Ukraine has one of the worst HIV epidemics among European countries: in 2015, the country had the highest rate of new HIV infections in Europe (∼30 cases per 100,000 people).1 In the 1990s, people who inject drugs (PWID) were the transmission group that accounted for majority of new HIV infections in Ukraine.2,3 However, since the late 2000s, transmission among heterosexual nondrug-injecting populations has prevailed.4
Ukrainian HIV-1 subtype B sequences (n = 120) were obtained from patients belonging to four transmission groups: PWID (n = 26), MSM (n = 32), HET (non-PWID heterosexuals) (n = 54), and mother-to-child transmission (MTC, n = 8). Most of the Ukrainian sequences (75%, n = 90) were from male patients. Regarding their geographic distribution, 73 of the sequences (61%) came from Kyiv, 29 (24%) from Mykolaiv, and the remaining regions (N = 9) were represented by ≤5 sequences each (Table 1). The geographical distribution of the subtype B dataset used here is more representative than Ukrainian HIV-1 subtype B sequences available from the Los Alamos database (Fig. 1a), but is less extensive than that of the dominant HIV-1 subtype A in Ukraine (Fig. 1b).

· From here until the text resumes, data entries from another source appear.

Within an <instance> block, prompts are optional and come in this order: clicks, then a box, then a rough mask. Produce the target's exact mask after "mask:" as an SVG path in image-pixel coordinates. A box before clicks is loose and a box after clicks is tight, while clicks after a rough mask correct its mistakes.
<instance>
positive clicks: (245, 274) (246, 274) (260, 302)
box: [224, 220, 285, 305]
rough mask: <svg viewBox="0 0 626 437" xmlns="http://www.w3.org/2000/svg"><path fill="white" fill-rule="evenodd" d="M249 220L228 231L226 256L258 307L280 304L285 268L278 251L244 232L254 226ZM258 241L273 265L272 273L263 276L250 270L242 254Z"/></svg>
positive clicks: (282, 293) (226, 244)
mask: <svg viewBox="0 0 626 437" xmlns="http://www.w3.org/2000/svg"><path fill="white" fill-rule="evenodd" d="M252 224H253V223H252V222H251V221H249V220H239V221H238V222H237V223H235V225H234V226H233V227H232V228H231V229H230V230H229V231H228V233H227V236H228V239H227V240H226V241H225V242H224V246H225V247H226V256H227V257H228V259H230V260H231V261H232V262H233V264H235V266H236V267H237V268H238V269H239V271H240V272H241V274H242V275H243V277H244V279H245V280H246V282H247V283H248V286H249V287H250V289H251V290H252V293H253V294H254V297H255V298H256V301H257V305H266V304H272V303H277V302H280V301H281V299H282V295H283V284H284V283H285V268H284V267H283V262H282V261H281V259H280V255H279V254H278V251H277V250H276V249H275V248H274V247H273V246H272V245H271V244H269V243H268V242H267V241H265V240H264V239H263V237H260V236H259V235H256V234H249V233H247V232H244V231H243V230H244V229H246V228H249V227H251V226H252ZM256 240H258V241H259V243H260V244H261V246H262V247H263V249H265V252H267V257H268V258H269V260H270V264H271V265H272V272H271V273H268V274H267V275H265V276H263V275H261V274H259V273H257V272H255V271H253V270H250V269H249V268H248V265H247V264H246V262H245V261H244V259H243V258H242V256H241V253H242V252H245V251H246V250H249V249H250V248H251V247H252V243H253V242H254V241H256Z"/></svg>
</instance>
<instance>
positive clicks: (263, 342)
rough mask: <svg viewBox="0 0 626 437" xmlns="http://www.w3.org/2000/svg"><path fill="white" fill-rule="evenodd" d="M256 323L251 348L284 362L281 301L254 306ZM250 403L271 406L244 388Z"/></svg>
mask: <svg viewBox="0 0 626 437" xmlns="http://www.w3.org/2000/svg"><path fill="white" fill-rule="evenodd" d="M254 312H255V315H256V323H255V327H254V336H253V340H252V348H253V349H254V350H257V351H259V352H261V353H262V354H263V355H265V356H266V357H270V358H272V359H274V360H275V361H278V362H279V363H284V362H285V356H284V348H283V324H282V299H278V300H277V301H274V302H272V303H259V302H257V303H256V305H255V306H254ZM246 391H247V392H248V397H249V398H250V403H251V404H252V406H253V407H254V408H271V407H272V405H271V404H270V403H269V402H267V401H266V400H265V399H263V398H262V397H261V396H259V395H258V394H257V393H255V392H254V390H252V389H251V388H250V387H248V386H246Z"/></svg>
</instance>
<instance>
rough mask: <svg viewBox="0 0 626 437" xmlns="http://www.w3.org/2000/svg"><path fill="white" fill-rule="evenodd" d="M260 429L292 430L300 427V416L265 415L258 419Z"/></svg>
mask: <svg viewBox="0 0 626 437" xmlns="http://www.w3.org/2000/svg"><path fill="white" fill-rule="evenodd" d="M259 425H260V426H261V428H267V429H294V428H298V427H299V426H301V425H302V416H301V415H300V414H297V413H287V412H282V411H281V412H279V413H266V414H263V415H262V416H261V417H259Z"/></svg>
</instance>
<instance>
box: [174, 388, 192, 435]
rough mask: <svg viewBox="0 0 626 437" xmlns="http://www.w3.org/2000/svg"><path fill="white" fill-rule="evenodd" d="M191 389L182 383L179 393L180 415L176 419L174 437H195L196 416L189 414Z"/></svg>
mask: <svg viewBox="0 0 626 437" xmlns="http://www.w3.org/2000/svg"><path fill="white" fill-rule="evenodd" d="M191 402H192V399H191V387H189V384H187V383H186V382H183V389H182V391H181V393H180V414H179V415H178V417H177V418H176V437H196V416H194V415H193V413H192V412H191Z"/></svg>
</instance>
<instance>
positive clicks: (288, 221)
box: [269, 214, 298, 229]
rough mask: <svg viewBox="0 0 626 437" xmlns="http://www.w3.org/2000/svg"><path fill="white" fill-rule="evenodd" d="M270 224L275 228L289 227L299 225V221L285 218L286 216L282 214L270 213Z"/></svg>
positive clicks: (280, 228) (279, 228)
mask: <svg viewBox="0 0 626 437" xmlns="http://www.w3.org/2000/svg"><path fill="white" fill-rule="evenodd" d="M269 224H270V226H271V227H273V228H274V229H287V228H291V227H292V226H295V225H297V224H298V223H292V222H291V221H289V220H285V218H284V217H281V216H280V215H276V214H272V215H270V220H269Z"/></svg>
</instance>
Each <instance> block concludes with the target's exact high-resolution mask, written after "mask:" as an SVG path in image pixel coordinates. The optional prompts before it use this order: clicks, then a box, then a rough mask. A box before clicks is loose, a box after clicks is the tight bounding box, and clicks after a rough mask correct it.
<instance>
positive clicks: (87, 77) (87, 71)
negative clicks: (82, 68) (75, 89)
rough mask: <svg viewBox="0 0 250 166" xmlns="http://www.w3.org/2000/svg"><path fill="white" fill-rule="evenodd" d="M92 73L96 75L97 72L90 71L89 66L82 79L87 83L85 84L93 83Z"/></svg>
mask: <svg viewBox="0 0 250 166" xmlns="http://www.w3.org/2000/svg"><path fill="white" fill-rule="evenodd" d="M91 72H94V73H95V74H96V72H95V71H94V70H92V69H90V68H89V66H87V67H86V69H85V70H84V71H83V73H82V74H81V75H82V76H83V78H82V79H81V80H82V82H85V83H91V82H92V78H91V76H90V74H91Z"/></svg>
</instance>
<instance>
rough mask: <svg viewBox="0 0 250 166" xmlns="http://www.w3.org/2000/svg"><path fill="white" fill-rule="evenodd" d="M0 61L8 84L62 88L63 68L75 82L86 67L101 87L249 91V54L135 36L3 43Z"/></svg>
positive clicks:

HIV-1 subtype A has dominated the epidemic in Ukraine and other FSU countries since the mid-1990s.38 The molecular epidemiology of subtype A in Ukraine has been well described in the late 1990s, when this HIV subtype was discovered in the country,10,13 and in recent years.8,11,17 However, very few studies were published between 2000 and 2015 even though the number of new HIV cases continued to grow rapidly in the early to late 2000s.3,39,40 The molecular epidemiology of HIV-1 subtype B in Ukraine has been mostly neglected, primarily due to its lower prevalence. In this study, we characterize the current molecular epidemiology of HIV-1 subtype B in Ukraine, including its transmission group composition and virus transmission dynamics.
HIV drug resistance testing was performed at the L.V. Gromashevskij Institute of Epidemiology and Infectious Diseases of National Academy of Sciences of Ukraine following all Ukrainian legal and ethical requirements. Fully anonymized genetic sequence data were transferred to Oxford through a Material Transfer Agreement for molecular evolutionary analyses.